Et si cela arrivait en Alsace ? Sur le papier la prévention paraît à peu près satisfaisante : arrêté préfectoral de fermeture des établissements publics en cas de dangerosité établie, directeurs d’écoles et chefs d’établissement prévenus par SMS, confinement si besoin avec application du PPMS. Encore que la sirène d’alerte, faute d’éducation aux risques, sera sans doute mal comprise de la population et donc des parents : il y a fort à parier que ce sont plutôt les réseaux sociaux et les chaînes d’information en continu, avec toute la rigueur journalistique qu’on leur connaît, qui donneront l’alerte et qui conduiront à des situations de panique en cas d’accident. De plus, la chaîne de transmission des informations est dans ce cas bien incertaine : la traque par la police du responsable de l’attentat du 11 décembre 2018 à Strasbourg a assez montré de quelle manière les chefs d’établissement étaient laissés sans informations ni consignes : rappelons que le lycée Couffignal a alors connu l’évacuation de ses élèves alors que le terroriste se trouvait dans le quartier et que c’est au contraire le confinement qui aurait dû être organisé. Bien souvent, les exercices d’entraînement au confinement ou à l’évacuation ne sont pas sérieusement effectués dans les établissements scolaires et on peut craindre qu’en cas de réel danger, et à supposer que la bonne décision soit prise, tout ne se déroule pas comme prévu. Par exemple, combien d’établissements du second degré seraient-ils capables de protéger leurs grandes fenêtres avec des rouleaux de film adhérent en cas d’émanations de gaz ou de fumées toxiques ? Enfin, comment mesurer la dangerosité de fumées ou de gaz si l’on n’est pas soi-même un expert ? La principe de précaution devrait alors prévaloir mais il se heurte trop souvent au manque d’initiative locale et à la peur de sanctions de la hiérarchie.

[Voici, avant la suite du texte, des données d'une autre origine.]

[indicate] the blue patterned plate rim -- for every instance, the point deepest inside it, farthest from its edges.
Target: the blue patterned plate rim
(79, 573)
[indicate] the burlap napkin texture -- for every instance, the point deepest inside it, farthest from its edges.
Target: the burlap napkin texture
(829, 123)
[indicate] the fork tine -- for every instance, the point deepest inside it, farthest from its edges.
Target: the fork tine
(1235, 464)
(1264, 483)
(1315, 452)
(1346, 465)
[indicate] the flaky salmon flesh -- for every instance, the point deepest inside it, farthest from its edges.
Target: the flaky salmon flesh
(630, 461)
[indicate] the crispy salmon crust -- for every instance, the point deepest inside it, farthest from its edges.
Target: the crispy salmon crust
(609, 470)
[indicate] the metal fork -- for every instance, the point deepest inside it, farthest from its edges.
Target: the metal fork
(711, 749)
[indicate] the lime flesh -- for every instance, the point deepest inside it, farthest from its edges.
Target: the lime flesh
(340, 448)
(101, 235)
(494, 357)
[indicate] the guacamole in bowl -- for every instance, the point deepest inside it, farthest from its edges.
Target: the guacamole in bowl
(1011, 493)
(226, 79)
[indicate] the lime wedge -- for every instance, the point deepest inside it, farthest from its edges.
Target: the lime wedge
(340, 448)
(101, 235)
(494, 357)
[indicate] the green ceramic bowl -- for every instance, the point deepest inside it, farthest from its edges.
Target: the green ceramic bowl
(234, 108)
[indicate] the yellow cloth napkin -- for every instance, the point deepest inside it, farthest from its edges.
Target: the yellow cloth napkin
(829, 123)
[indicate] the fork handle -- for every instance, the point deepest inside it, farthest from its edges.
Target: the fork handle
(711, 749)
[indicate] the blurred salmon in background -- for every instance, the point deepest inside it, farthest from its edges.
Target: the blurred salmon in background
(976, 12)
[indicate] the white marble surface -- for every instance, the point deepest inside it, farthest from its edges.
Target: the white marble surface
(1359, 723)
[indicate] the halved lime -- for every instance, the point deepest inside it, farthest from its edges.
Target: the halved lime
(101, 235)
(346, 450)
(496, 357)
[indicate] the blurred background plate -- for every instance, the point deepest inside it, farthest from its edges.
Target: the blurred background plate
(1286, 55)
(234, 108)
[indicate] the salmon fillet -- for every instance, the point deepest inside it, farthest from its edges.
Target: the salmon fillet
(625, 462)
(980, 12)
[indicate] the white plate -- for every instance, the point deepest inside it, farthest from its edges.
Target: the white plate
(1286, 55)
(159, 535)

Les CHSCT plaident pour que les chefs d’établissement et les directeurs d’école soient mieux formés aux risques majeurs, pour que les liens préfecture et protection civile/ rectorat et DSDEN/ chefs d’établissements, IEN et directeurs d’école soient fluides et que des consignes claires soient rapidement transmises en cas d’accident.